Post-Regularization Confidence Bands for Ordinary Differential Equations
Ordinary differential equation (ODE) is an important tool to study the dynamics of a system of biological and physical processes. A central question in ODE modeling is to infer the significance of individual regulatory effect of one signal variable on another. However, building confidence band for ODE with unknown regulatory relations is challenging, and it remains largely an open question. In this article, we construct post-regularization confidence band for individual regulatory function in ODE with unknown functionals and noisy data observations. Our proposal is the first of its kind, and is built on two novel ingredients. The first is a new localized kernel learning approach that combines reproducing kernel learning with local Taylor approximation, and the second is a new de-biasing method that tackles infinite-dimensional functionals and additional measurement errors.

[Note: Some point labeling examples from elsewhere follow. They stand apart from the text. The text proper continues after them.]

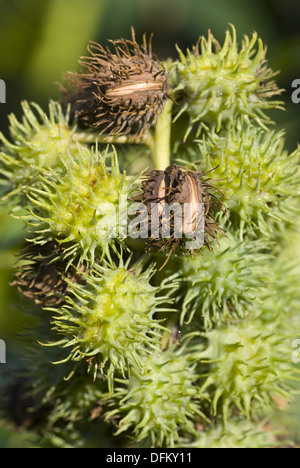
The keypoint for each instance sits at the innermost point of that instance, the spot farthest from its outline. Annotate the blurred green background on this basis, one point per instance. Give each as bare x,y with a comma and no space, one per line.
41,40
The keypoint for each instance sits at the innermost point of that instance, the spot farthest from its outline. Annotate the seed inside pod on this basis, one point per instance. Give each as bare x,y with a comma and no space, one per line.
119,91
181,205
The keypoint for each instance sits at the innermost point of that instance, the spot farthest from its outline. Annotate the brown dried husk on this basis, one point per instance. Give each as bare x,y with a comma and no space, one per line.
179,185
41,279
119,92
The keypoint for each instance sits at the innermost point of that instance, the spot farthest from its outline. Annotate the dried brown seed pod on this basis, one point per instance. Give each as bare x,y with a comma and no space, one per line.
41,279
181,205
118,92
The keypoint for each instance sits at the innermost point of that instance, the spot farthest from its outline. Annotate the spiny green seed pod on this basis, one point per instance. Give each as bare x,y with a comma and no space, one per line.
161,402
38,143
84,209
215,84
248,363
40,277
110,322
238,433
218,286
257,175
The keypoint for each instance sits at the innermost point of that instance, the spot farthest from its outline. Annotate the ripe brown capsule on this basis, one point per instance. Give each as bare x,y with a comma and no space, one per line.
181,205
118,92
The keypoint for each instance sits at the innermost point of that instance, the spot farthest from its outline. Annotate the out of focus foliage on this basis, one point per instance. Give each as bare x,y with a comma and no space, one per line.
41,40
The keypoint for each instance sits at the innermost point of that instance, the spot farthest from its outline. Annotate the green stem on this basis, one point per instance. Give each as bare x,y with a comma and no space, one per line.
161,153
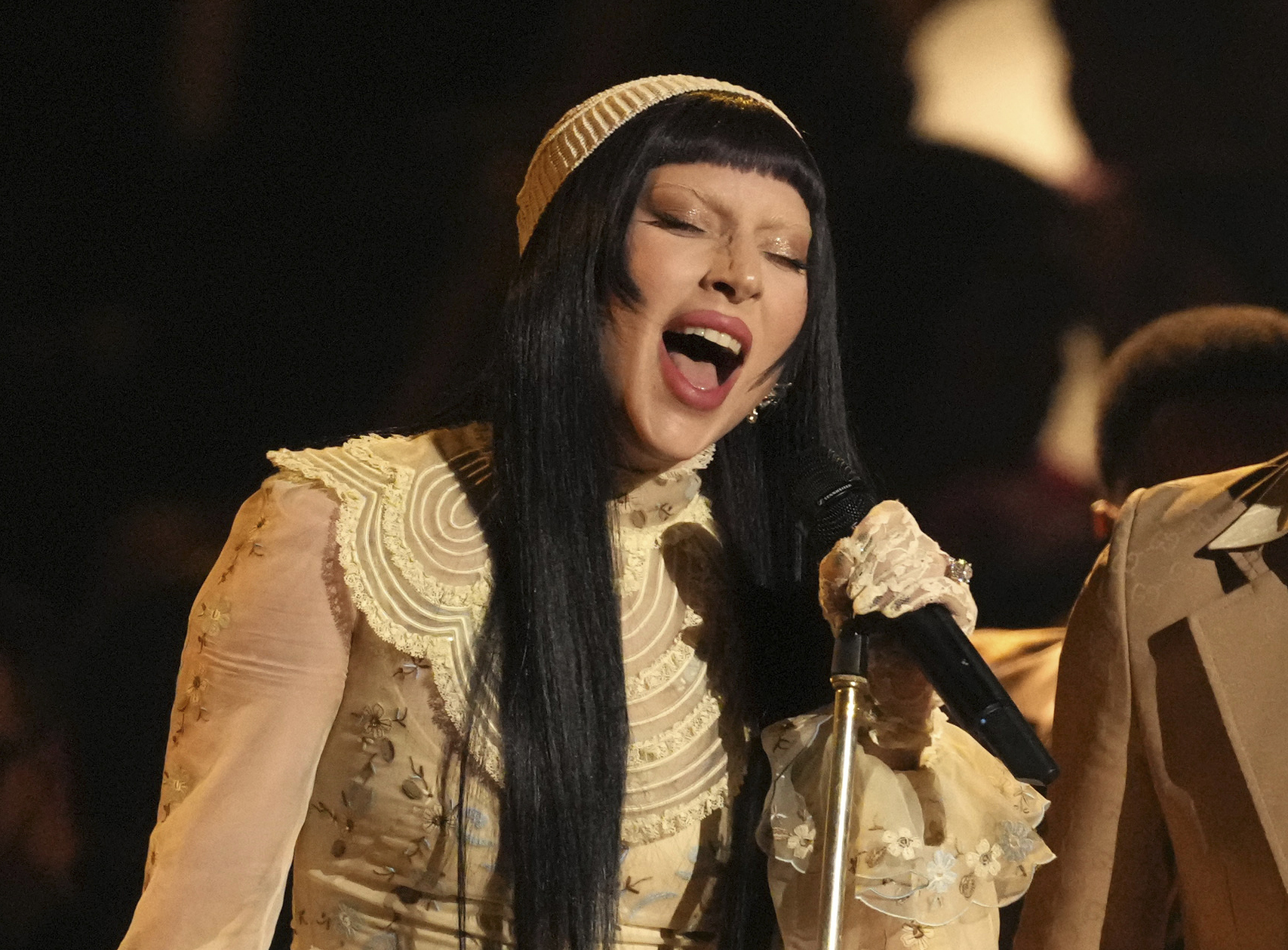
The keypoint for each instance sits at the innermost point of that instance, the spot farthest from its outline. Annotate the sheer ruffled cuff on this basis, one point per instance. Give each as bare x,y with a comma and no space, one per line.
892,567
927,846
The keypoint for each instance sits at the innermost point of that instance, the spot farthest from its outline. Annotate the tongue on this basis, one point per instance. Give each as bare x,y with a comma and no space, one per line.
699,375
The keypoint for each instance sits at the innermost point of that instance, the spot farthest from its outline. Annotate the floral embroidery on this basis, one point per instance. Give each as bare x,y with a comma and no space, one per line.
255,549
373,721
347,921
985,860
193,702
902,844
939,873
801,840
1015,840
916,936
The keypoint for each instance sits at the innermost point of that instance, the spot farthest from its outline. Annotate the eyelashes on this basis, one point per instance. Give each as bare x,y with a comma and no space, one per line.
678,224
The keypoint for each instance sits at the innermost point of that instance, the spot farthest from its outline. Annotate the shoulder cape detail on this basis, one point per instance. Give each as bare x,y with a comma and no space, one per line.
413,552
417,569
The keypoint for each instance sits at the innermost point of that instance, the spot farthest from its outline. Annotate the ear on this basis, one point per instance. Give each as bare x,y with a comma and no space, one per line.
1104,516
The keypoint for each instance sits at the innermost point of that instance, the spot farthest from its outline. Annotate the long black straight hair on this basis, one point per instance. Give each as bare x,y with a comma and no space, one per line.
552,649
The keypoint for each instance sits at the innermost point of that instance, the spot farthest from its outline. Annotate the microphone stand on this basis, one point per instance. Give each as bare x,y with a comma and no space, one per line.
849,667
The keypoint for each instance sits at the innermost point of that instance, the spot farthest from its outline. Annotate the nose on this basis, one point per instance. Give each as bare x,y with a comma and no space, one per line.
734,272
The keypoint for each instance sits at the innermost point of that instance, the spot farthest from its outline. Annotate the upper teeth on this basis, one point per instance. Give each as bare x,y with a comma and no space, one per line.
716,337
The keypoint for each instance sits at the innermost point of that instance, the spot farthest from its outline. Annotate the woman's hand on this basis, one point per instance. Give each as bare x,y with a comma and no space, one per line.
892,567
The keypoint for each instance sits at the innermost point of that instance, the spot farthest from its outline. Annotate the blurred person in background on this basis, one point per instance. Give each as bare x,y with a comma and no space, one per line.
39,840
1189,394
1170,709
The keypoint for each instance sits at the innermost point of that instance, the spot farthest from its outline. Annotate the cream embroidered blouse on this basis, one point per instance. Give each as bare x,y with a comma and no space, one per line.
322,689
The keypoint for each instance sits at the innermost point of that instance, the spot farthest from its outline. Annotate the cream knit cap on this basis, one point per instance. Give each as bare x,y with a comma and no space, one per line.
585,127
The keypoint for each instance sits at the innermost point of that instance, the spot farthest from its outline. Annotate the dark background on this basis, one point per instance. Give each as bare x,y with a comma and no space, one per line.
237,226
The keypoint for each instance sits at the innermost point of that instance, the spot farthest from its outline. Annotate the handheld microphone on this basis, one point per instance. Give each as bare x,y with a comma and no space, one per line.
831,500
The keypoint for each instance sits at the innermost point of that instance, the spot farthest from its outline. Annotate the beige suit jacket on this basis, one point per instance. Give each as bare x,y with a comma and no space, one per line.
1171,727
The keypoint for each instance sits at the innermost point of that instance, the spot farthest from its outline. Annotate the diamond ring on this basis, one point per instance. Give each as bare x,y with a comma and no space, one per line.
958,569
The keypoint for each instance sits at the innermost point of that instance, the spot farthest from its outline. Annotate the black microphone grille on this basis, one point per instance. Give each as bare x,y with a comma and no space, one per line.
819,472
828,497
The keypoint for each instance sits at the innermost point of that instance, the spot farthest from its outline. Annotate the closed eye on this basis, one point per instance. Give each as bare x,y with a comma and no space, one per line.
798,266
670,223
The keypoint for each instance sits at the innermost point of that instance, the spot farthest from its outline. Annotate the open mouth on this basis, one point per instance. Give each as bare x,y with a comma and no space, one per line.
703,355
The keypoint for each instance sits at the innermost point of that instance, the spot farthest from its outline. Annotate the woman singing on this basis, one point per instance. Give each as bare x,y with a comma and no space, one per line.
500,685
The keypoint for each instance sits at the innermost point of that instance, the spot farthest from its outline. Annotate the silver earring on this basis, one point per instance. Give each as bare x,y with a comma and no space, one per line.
776,395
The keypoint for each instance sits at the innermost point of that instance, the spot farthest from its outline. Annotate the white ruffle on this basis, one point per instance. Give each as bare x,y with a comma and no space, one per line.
892,567
927,846
417,569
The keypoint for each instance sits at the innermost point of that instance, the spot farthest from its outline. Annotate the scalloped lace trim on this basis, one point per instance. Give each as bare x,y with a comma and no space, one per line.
675,738
650,828
659,671
635,546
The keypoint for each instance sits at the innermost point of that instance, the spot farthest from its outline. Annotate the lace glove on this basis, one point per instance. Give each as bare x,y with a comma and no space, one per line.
892,567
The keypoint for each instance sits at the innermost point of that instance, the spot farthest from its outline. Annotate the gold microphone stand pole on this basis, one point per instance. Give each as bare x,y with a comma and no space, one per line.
849,666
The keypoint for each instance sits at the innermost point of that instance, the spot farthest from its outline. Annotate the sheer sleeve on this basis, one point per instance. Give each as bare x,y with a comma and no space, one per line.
942,835
262,676
934,851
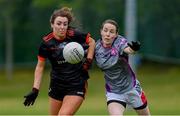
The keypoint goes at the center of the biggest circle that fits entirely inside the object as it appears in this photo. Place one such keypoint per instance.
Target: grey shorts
(133, 98)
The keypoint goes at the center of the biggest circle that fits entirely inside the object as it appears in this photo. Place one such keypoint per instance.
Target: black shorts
(59, 92)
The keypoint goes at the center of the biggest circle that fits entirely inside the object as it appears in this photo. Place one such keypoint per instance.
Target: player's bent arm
(38, 74)
(91, 48)
(128, 50)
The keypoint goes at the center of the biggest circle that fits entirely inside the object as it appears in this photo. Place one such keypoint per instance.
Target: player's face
(108, 34)
(60, 26)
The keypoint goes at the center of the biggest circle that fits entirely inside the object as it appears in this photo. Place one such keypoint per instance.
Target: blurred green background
(24, 22)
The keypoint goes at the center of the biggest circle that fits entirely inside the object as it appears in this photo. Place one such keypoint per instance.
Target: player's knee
(66, 112)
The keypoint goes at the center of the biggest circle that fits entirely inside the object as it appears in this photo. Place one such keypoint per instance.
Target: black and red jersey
(51, 48)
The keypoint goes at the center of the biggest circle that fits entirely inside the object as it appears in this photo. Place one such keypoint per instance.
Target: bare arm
(38, 74)
(128, 50)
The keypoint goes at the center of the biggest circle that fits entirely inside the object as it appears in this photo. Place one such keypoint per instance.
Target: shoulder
(48, 37)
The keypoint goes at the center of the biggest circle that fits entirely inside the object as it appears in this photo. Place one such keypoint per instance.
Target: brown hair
(113, 22)
(63, 12)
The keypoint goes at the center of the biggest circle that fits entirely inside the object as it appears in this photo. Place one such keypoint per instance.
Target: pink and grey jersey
(113, 62)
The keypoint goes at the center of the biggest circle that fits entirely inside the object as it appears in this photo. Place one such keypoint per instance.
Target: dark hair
(63, 12)
(113, 22)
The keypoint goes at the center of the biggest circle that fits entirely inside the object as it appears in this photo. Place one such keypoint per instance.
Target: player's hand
(87, 64)
(31, 97)
(135, 45)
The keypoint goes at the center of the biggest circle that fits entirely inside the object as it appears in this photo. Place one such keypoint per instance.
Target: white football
(73, 53)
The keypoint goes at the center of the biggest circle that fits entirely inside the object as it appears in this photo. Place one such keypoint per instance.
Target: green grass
(160, 83)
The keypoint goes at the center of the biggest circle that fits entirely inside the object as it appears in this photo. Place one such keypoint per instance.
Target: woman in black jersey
(68, 81)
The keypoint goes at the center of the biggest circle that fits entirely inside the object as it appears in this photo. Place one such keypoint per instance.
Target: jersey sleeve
(43, 53)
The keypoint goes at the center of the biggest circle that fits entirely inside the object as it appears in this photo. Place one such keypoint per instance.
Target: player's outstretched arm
(132, 47)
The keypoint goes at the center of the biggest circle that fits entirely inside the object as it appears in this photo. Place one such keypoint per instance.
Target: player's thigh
(55, 106)
(116, 108)
(71, 104)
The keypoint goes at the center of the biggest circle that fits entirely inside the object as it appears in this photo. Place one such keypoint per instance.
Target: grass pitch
(160, 83)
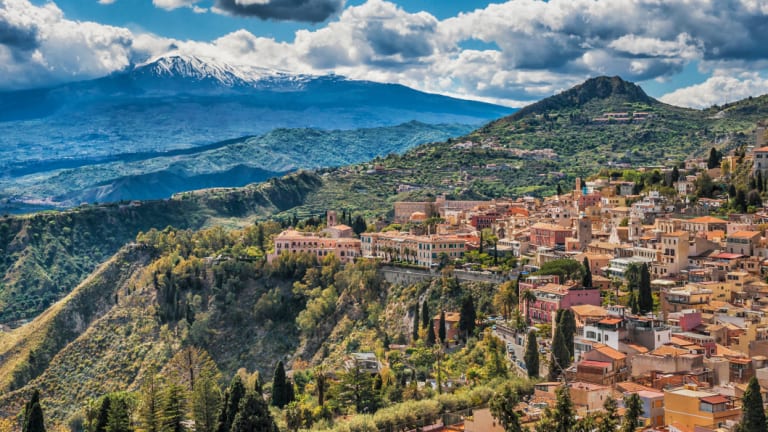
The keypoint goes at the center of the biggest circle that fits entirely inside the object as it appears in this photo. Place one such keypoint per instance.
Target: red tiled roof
(717, 399)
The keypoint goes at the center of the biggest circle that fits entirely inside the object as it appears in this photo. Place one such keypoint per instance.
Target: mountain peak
(602, 88)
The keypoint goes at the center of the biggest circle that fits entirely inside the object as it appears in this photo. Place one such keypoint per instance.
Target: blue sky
(692, 53)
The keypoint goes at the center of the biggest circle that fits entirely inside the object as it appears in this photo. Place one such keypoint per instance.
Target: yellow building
(690, 407)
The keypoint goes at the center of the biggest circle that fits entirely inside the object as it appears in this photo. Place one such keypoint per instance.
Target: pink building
(549, 235)
(291, 241)
(552, 296)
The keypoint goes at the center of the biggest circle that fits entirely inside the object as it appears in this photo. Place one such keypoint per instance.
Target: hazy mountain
(180, 102)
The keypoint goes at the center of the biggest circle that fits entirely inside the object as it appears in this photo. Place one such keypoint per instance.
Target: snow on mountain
(196, 69)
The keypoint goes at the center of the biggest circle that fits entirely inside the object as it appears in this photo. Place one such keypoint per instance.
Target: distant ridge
(602, 87)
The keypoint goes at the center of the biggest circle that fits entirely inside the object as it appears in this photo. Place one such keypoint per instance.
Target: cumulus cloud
(535, 47)
(173, 4)
(285, 10)
(38, 46)
(718, 89)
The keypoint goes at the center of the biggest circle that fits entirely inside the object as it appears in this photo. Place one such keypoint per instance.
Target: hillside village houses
(689, 362)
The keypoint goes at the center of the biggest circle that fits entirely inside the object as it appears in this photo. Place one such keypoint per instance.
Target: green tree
(634, 410)
(531, 356)
(714, 158)
(33, 415)
(441, 327)
(467, 316)
(529, 298)
(644, 296)
(149, 403)
(103, 417)
(502, 405)
(586, 278)
(560, 357)
(609, 419)
(172, 408)
(359, 226)
(567, 324)
(119, 416)
(206, 404)
(563, 417)
(753, 418)
(253, 415)
(426, 319)
(280, 390)
(356, 389)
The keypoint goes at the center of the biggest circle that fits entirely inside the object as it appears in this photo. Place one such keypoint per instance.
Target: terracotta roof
(706, 219)
(744, 234)
(589, 310)
(610, 352)
(716, 399)
(592, 363)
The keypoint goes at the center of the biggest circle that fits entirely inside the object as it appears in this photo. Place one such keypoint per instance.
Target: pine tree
(149, 403)
(119, 417)
(33, 415)
(253, 415)
(279, 387)
(632, 415)
(231, 402)
(172, 408)
(644, 296)
(103, 418)
(206, 403)
(752, 406)
(531, 357)
(467, 317)
(441, 327)
(426, 320)
(586, 278)
(502, 405)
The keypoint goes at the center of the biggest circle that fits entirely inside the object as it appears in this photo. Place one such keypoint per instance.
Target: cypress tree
(253, 415)
(560, 356)
(531, 357)
(752, 406)
(586, 279)
(441, 327)
(279, 387)
(426, 320)
(103, 417)
(632, 415)
(232, 398)
(567, 325)
(33, 414)
(467, 317)
(644, 296)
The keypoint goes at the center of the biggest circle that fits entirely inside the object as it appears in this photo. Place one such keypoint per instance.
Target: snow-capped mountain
(177, 102)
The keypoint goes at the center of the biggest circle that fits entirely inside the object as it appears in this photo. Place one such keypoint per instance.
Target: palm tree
(528, 297)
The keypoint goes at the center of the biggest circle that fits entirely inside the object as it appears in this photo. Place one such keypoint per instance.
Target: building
(690, 407)
(422, 250)
(292, 241)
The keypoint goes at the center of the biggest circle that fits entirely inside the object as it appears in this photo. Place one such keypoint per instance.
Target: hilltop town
(688, 349)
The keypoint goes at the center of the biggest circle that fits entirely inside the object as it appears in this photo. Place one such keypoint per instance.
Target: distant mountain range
(178, 108)
(179, 102)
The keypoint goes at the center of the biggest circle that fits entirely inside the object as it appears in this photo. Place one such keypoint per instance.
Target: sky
(693, 53)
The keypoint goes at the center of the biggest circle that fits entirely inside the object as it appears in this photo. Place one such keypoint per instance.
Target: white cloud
(174, 4)
(534, 48)
(718, 89)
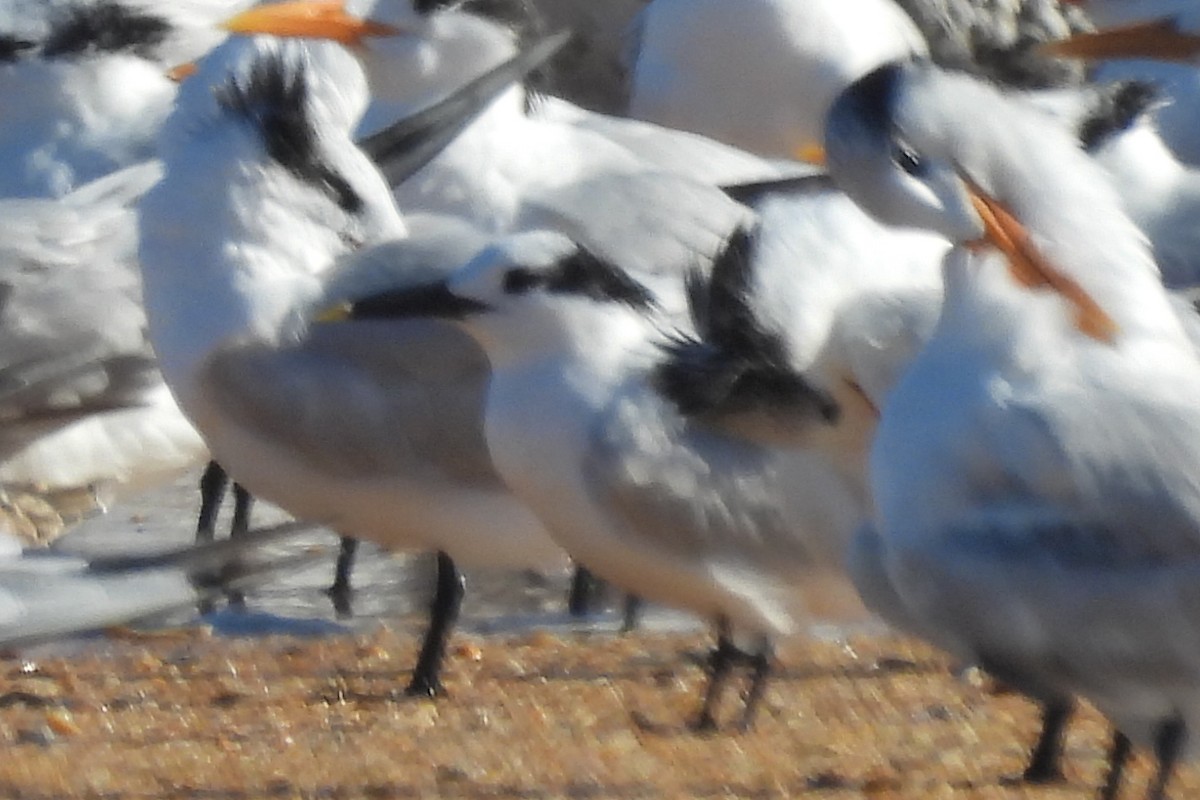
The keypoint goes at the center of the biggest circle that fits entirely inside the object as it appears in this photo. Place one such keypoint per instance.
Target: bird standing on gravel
(1035, 471)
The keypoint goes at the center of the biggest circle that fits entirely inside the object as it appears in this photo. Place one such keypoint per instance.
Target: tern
(375, 429)
(85, 84)
(1035, 470)
(593, 421)
(1157, 42)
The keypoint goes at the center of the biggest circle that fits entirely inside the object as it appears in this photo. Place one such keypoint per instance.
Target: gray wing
(693, 491)
(653, 223)
(665, 149)
(364, 398)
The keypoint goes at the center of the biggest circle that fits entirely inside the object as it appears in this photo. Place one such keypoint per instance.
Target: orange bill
(183, 72)
(309, 18)
(1159, 40)
(1031, 269)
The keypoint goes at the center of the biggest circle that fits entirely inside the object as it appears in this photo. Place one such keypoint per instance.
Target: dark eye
(907, 160)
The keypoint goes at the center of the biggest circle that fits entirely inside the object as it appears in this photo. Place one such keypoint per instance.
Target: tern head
(737, 371)
(919, 146)
(527, 294)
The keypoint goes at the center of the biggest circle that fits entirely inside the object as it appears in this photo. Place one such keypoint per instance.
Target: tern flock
(949, 374)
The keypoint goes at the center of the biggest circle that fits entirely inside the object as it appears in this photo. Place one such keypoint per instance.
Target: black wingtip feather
(735, 366)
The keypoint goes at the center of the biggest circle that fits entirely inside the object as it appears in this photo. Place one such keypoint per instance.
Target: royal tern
(497, 173)
(1161, 193)
(1035, 471)
(48, 594)
(372, 428)
(760, 74)
(83, 408)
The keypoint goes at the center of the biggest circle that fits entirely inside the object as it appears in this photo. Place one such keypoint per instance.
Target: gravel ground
(196, 716)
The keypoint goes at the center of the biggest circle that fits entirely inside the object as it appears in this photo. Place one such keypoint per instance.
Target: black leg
(1119, 755)
(213, 486)
(630, 613)
(720, 663)
(243, 504)
(760, 665)
(1045, 761)
(340, 593)
(586, 590)
(1168, 745)
(443, 615)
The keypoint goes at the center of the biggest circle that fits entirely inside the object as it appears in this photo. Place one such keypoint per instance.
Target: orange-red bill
(183, 72)
(1031, 269)
(309, 18)
(1159, 40)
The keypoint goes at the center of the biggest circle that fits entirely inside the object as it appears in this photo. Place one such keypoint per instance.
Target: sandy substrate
(535, 716)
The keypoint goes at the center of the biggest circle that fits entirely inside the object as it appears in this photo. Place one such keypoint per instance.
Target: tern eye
(907, 160)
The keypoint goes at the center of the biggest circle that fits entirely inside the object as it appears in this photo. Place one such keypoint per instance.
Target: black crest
(736, 365)
(274, 97)
(873, 97)
(755, 192)
(1116, 109)
(13, 47)
(105, 26)
(430, 6)
(582, 274)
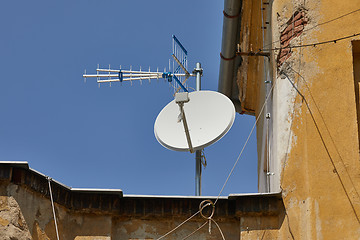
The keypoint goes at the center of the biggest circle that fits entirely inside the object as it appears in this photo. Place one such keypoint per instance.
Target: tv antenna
(178, 78)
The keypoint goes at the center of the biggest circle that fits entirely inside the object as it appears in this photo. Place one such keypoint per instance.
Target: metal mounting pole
(198, 71)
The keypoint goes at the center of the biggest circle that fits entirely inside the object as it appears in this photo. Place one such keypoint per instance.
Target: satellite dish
(209, 116)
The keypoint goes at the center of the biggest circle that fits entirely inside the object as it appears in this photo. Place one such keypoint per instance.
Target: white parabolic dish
(209, 116)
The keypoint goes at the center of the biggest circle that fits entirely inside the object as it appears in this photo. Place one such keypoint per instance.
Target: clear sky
(85, 136)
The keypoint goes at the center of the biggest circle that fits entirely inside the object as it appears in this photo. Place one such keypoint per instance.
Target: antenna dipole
(180, 74)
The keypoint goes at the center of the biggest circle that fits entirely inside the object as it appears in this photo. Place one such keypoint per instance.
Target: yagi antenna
(180, 74)
(178, 77)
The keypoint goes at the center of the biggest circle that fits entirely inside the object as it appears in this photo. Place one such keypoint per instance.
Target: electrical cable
(311, 44)
(326, 148)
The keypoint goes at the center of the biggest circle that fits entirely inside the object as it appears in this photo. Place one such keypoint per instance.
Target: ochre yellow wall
(316, 143)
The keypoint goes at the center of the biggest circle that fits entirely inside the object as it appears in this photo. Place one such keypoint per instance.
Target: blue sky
(85, 136)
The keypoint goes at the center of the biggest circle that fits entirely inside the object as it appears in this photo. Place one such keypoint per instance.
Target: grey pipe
(230, 37)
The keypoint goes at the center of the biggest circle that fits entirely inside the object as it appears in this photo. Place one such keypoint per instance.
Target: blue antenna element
(179, 73)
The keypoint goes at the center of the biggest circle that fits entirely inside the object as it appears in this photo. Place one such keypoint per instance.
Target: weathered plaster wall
(316, 132)
(315, 139)
(26, 212)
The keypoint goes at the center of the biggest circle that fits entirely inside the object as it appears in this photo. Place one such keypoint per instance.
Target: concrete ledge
(113, 202)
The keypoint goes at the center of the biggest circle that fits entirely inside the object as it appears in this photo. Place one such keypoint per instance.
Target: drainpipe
(230, 36)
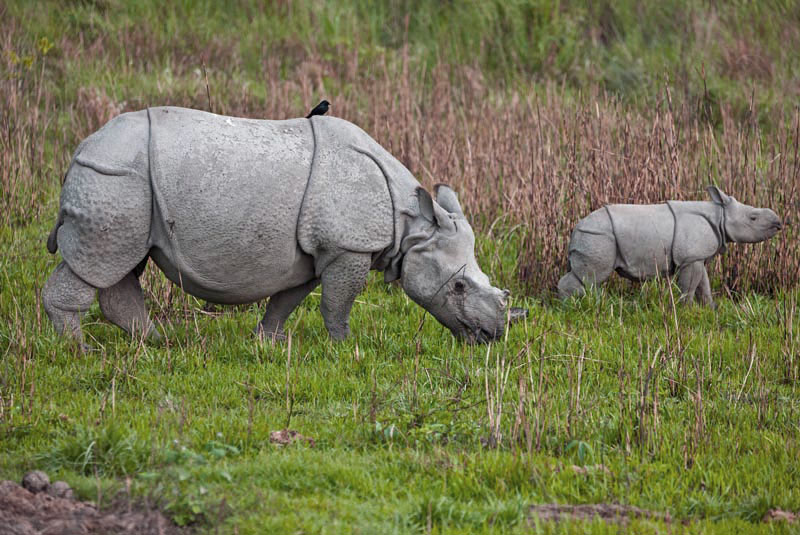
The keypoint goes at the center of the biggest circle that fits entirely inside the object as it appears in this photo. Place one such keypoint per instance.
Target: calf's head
(743, 223)
(439, 271)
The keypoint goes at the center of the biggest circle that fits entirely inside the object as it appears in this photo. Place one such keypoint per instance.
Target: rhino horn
(448, 199)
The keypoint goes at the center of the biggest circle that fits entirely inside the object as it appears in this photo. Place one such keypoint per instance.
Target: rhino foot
(264, 334)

We show that the constructed confidence band has the desired asymptotic coverage probability, and the recovered regulatory network approaches the truth with probability tending to one. We establish the theoretical properties when the number of variables in the system can be either smaller or larger than the number of sampling time points, and we study the regime-switching phenomenon. We demonstrate the efficacy of the proposed method through both simulations and illustrations with two data applications.